Office of Global Citizenship

Enhancing Your Experience

Studying abroad is a rare opportunity, and students should make the most of it. The physical and cultural distance that study abroad creates allows students to encounter new ways of thinking and reflect on their own values and habits in isolation from the expectations of theirs lives at home. In order to learn as much as possible and to grow personally while abroad, engagement and reflection are paramount. Several ways to enhance the experience while studying abroad include:

  • Keeping a journal. Photographs are wonderful ways to capture landscapes and images, but memory can be faulty. Recording thoughts on a daily basis helps to create a log with which to recall specific events and personal connections, as well as show development over time.
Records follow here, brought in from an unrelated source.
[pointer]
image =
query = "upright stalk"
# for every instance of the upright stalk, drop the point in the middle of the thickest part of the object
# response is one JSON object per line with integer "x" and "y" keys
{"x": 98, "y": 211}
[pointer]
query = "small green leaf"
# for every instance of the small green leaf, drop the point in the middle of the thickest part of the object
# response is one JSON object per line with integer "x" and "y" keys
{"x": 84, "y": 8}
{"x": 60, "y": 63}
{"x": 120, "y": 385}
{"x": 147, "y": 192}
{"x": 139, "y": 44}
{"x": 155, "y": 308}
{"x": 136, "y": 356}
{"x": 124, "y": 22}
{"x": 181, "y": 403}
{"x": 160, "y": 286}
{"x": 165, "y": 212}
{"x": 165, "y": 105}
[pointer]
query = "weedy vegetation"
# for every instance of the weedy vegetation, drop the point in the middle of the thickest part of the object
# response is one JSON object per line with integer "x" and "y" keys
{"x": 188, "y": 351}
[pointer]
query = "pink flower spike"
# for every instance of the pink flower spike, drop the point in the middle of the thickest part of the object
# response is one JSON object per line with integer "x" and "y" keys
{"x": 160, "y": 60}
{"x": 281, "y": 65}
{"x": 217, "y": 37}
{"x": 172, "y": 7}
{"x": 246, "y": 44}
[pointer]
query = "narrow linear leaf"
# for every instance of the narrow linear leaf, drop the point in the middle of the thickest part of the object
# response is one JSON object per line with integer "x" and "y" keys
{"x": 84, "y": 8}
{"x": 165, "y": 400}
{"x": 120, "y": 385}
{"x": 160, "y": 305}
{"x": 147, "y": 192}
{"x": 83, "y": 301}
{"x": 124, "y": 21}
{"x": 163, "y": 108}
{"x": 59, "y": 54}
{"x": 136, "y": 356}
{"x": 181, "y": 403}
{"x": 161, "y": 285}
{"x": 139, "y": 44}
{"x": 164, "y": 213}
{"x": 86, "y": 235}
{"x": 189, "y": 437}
In addition, journals encourage reflection on events, places, and persons encountered, such that students try to make sense of their varied and new experiences.
  • Explore the surroundings. Typically, students think about exploring geographically – going to new places outside of their university, neighborhood, city, or country. Such explorations are important and introduce students to the variety of persons and customs in a locale or country. Less common but just as important is to explore temporally. Walking through a neighborhood at varying times of day, students encounter different people and activities. Getting out of bed at mid-morning and returning home at night after classes might cause a student to miss morning markets, parents walking children to school, or elderly chatting over coffee and tea. Early morning walks, bicycle rides, or runs are a great way to learn what a neighborhood is like at off hours.
  • Stay abreast of local news. Reading newspapers, watching the news, and talking to local people are great ways to learn about what is happening locally and nationally.
  • Observe how the U.S. is portrayed in local news. Not only is this a fascinating way to learn about how the U.S. is perceived abroad, but it may stimulate self-reflection on how to think about the U.S.
  • Be an ambassador. Studying abroad carries responsibility, one of which is to represent Sewanee and the U.S. well. Share experiences from the U.S. or your home country without necessarily attempting to “convert people” to your way of thinking.
  • Draw comparisons. Laws, social mores, politics, artistic expression, and other aspects of the host society will differ in varying degrees from the U.S. Observe those differences and consider the cultural logic behind them. At the same time, avoid judging the local culture or looking down on it.
  • Be an anthropologist. Try to understand how the local population behaves and thinks. Observe other people and participate in local activities (but avoid political demonstrations). A good goal is to be able to correctly anticipate how a local person is likely to react to a particular set of social circumstances that they encounter.